Does a municipality have to go to bid to purchase a used vehicle?
It depends upon the price and who owns the vehicle.
- If the price is below $20,000, the municipality's procurement policy would control.
- If above $20,000, the municipality would need to go to bid unless the equipment was being purchased from another governmental agency.
The surplus rules fall under General Municipal Law §103(6). The critical text is “surplus and second-hand supplies, material or equipment [to be] be purchased without competitive bidding from the federal government, the state of New York or from any other political subdivision, district or public benefit corporation.”
From our new Running Your Highway Department workshop manual.
NYS General Municipal Law §103 requires competitive bidding for:
- Public works contracts of more than $35,000
- Purchase contracts of more than $20,000
The local board may reduce this number, but cannot increase it. Be sure to check with the municipal attorney and the elected board to know the various limits. Remember that the competitive bid can be awarded to the lowest initial costs of the total costs or best value.
Exceptions to bidding
There are a large number of exceptions to the bidding limits that are available for a Highway Department. Here is a brief summary of the exceptions. For more details, review the Cornell Local Roads Program workbook Powers & Duties of Local Highway Officials.

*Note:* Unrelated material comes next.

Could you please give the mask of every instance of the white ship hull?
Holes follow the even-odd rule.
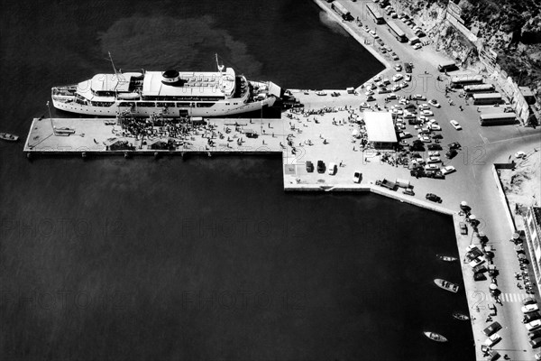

- Use of NYS Office of General Services (OGS) contracts (State bids)
- County and other municipal contracts – This includes piggybacking on other contracts if authorized by both your municipality and the bid being used
- Leases of equipment with some limitations on when used
- Surplus and second-hand supplies when purchased from other governments or districts. Municipal auctions are still covered by the bidding rules.
- Professional services – This is normally done using a Request for Proposals (RFP)
- Emergencies – Be sure the emergency is declared and that the elected board is informed.